Bielorussia, giornalista bergamasco “brutalmente arrestato ma ora libero e al sicuro”

Claudio Locatelli sostiene di essere stato arrestato dalla "polizia militare" bielorussa e di essere stato "ammassato in una cella"

“Sono appena stato liberato dall’ambasciata italiana qui a Minsk con un grosso sforzo”. Inizia così il video in cui Claudio Locatelli, media-attivista bergamasco di Curno, che in passato ha combattuto l’Isis nel nord della Siria, racconta quanto gli è accaduto a Minsk, in Bielorussia, dove da giorni la tensione è altissima per le proteste di piazza contro i presunti brogli elettorali che hanno portato alla rielezione di Alexander Lukashenko.

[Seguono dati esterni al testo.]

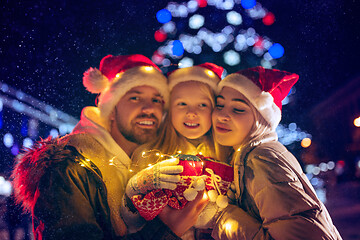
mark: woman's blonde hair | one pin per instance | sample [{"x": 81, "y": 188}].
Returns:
[{"x": 259, "y": 130}]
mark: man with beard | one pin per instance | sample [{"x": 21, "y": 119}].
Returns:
[{"x": 73, "y": 186}]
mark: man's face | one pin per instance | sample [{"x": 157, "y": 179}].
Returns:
[{"x": 138, "y": 114}]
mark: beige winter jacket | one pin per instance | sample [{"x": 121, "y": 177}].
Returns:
[{"x": 275, "y": 200}]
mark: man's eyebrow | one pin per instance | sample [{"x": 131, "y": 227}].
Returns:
[
  {"x": 219, "y": 96},
  {"x": 140, "y": 92},
  {"x": 133, "y": 91}
]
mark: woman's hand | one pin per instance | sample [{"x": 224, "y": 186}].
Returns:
[{"x": 162, "y": 175}]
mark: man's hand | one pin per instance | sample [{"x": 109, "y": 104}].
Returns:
[
  {"x": 179, "y": 221},
  {"x": 162, "y": 175}
]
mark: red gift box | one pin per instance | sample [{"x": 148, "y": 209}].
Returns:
[{"x": 150, "y": 205}]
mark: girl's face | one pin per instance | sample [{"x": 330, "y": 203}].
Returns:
[
  {"x": 190, "y": 109},
  {"x": 232, "y": 118}
]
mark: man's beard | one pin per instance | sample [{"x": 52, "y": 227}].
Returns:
[{"x": 139, "y": 135}]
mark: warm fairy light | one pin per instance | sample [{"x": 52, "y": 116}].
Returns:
[
  {"x": 306, "y": 142},
  {"x": 148, "y": 68},
  {"x": 229, "y": 225},
  {"x": 210, "y": 73},
  {"x": 357, "y": 122},
  {"x": 205, "y": 196}
]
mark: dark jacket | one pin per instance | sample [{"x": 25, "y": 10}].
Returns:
[{"x": 67, "y": 196}]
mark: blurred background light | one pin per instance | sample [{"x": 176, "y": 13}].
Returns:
[
  {"x": 160, "y": 35},
  {"x": 234, "y": 18},
  {"x": 231, "y": 58},
  {"x": 178, "y": 48},
  {"x": 357, "y": 122},
  {"x": 8, "y": 140},
  {"x": 163, "y": 16},
  {"x": 306, "y": 142},
  {"x": 276, "y": 51},
  {"x": 247, "y": 4},
  {"x": 196, "y": 21},
  {"x": 269, "y": 19}
]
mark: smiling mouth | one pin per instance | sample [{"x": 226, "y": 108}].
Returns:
[
  {"x": 222, "y": 130},
  {"x": 146, "y": 123},
  {"x": 191, "y": 125}
]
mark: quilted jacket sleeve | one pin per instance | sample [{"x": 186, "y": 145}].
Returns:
[{"x": 276, "y": 203}]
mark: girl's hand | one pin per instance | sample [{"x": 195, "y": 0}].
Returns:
[{"x": 162, "y": 175}]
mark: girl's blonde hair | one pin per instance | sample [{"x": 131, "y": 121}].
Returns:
[{"x": 171, "y": 142}]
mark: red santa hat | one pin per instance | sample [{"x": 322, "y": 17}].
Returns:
[
  {"x": 208, "y": 73},
  {"x": 118, "y": 74},
  {"x": 264, "y": 88}
]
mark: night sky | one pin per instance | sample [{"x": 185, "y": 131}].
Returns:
[{"x": 47, "y": 45}]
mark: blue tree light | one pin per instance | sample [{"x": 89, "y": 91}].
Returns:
[
  {"x": 247, "y": 4},
  {"x": 163, "y": 16},
  {"x": 276, "y": 51},
  {"x": 178, "y": 48}
]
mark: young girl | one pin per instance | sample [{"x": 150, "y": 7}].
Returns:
[
  {"x": 274, "y": 198},
  {"x": 187, "y": 127}
]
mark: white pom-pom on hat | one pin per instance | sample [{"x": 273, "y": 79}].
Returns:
[
  {"x": 222, "y": 201},
  {"x": 264, "y": 88},
  {"x": 94, "y": 81}
]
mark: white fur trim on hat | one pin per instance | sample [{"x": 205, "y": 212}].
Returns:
[
  {"x": 136, "y": 76},
  {"x": 261, "y": 100},
  {"x": 194, "y": 73}
]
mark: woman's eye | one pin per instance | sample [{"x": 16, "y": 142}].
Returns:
[
  {"x": 134, "y": 98},
  {"x": 236, "y": 110},
  {"x": 218, "y": 106},
  {"x": 157, "y": 100}
]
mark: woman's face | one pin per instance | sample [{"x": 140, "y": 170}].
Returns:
[
  {"x": 232, "y": 118},
  {"x": 190, "y": 110}
]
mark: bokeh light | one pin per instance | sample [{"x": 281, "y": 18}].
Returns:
[
  {"x": 202, "y": 3},
  {"x": 163, "y": 16},
  {"x": 306, "y": 142},
  {"x": 160, "y": 36},
  {"x": 357, "y": 122},
  {"x": 269, "y": 19},
  {"x": 196, "y": 21},
  {"x": 178, "y": 48},
  {"x": 276, "y": 51},
  {"x": 247, "y": 4}
]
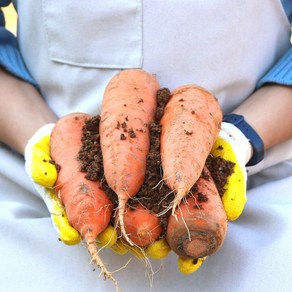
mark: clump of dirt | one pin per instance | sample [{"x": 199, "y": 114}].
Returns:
[
  {"x": 220, "y": 170},
  {"x": 154, "y": 194},
  {"x": 90, "y": 156}
]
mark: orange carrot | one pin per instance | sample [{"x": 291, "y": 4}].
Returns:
[
  {"x": 199, "y": 226},
  {"x": 190, "y": 125},
  {"x": 128, "y": 107},
  {"x": 142, "y": 226},
  {"x": 87, "y": 205}
]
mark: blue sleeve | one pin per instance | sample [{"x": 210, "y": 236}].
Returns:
[
  {"x": 10, "y": 57},
  {"x": 281, "y": 72}
]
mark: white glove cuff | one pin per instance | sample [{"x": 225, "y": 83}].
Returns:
[
  {"x": 238, "y": 141},
  {"x": 39, "y": 134}
]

“Sono in Bielorussia, sono stato brutalmente arrestato e dopo 60 ore senza cibo e con pochissima acqua adesso sono libero. Non passo far altro che aspettare di essere in sicurezza per spiegarvi meglio la situazione”, afferma il 33enne in un video sulla sua pagina ‘Claudio Locatelli – Il giornalista combattente’.

 

Locatelli sostiene di essere stato arrestato dalla “polizia militare” bielorussa e di essere stato “ammassato in una cella”, definendo “altamente drammatica” la situazione nell’ex Repubblica sovietica.

“Ora sono al sicuro nell’ambasciata italiana in Bielorussia”, conclude Locatelli, sottolineando che “l’Italia ha fatto un gran bel lavoro ed il contatto diretto con cui sono riuscito a intermediare nel momento in cui mi hanno confinato nella stazione di polizia ha permesso la liberazione dopo uno sforzo enorme”.

La Farnesina conferma che il giornalista freelance italiano fermato dalle Autorità bielorusse nei giorni scorsi è stato liberato e si trova ora nell’Ambasciata d’Italia a Minsk.